Well, I have a new theorem about random number. Just before publish it, I wish to know whether any others know about this, so please, those brilliant guys and girls, try your best to answer it.
Given a situation that, for a total choices of n, each choice has a same probability to be played, ie 1/n. After t times of plays, which t is a very large value, if not infinity, is it true to says that, ALL choices of n will have same frequency of occurance, ie t/n (t * 1/n) after t plays?
Please takes note that, the t is a very very large value, and we predict it in a way of mathematically, not through experiments or computer programs.
2006-07-20 05:18:41 · 11 answers · asked by wyeechen 2 in Science & Mathematics ➔ Mathematics
Alright. let says, t is a value greater than 1000000000000000000000.

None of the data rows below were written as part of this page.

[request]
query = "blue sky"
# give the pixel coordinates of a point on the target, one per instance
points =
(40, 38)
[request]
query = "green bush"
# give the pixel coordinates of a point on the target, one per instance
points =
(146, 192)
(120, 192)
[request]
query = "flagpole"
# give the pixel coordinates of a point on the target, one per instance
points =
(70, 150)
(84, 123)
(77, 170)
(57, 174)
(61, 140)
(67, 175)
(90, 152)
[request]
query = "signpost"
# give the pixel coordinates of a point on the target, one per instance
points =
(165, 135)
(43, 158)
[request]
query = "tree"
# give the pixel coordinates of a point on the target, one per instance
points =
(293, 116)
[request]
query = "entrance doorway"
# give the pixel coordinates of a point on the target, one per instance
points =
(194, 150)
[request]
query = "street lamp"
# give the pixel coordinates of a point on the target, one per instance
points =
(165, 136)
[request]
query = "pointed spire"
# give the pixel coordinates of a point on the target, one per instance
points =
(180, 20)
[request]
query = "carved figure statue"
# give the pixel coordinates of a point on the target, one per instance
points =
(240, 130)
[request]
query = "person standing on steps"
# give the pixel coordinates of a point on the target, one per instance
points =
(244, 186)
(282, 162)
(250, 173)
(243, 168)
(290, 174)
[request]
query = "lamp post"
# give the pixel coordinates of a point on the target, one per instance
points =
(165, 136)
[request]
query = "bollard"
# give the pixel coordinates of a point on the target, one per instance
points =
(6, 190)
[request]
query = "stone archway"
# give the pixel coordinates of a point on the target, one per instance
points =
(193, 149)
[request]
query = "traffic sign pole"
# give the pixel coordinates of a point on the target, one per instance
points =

2006-07-20 05:25:08 · update #1
What happen if I say no? Do you think it is worth to publish?
2006-07-20 05:26:45 · update #2
How is this a new theorem? And how does it regard "random numbers?"

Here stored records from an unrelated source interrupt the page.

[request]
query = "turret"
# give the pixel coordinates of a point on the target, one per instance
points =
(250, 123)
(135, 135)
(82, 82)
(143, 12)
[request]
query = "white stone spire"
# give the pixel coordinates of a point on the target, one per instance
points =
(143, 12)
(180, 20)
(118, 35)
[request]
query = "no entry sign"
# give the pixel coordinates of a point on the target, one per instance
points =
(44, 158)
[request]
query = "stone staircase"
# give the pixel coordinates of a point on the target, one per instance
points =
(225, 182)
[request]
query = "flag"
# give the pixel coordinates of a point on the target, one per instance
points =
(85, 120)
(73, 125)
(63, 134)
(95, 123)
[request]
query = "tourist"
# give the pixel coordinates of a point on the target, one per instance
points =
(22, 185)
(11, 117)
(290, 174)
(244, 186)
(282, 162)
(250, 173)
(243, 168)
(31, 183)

All you're asking is about probability... Nothing terribly "new" here. Sorry.
What happens if you say no to what?? If you say "no, it won't be evenly distributed?" It wouldn't be extraordinarily surprising. Since probability is only that. As the number of samples increases, the distribution APPROACHES even distribution, but it will rarely if ever ACTUALLY reach even distribution, simply due to the random nature of the tests. There's no way to FORCE a specific result in a random system to make it exactly even, I think.
So, say you have 10,000 results, and 10 possible outcomes with equal probability (say a 10-sided theoretical die):
You may end up with
Result 1: 1000
Result 2: 1000
Result 3: 999
Result 4: 1002
Result 5: 998
Result 6: 1001
Result 7: 995
Result 8: 1001
Result 9: 1004
Result 10: 1000
Now, if you take the percentage of each:
Result 1: 10%
Result 2: 10%
Result 3: 9.99%
Result 4: 10.02%
Result 5: 9.98%
Result 6: 10.01%
Result 7: 9.95%
Result 8: 10.01%
Result 9: 10.04%
Result 10: 10
So, we're approaching even distribution... But it's still not "evenly" distributed. As we get higher numbers we'll maybe get slightly closer to even. But random result will give random answers. You can't force a non-random result out of random numbers, I think. So, you really can't "force" an even result.
And you can't divorce the theory from practical application. If you can't PRACTICALLY apply the theory to test it, it's not science. Science requires falsifiability. So, you must be able to test it or it's worthless. Otherwise you're basically just asserting the world is flat without any proof or investigation of whether the assertion is accurate. So, to say that you can divorce a "theorem" from "reality" doesn't make sense scientifically. A theorem should describe some "real" cause and effect relationship, and be applicable to some real situation or it's basically not a useful model because you're not describing anything that exists. if that makes sense?
My opinion, of course.
2006-07-20 05:38:10 · answer #1 · answered by Michael Gmirkin 3 · 2⤊ 0⤋
I don't see anything new for the theorem about random number. (or I don't get your meaning)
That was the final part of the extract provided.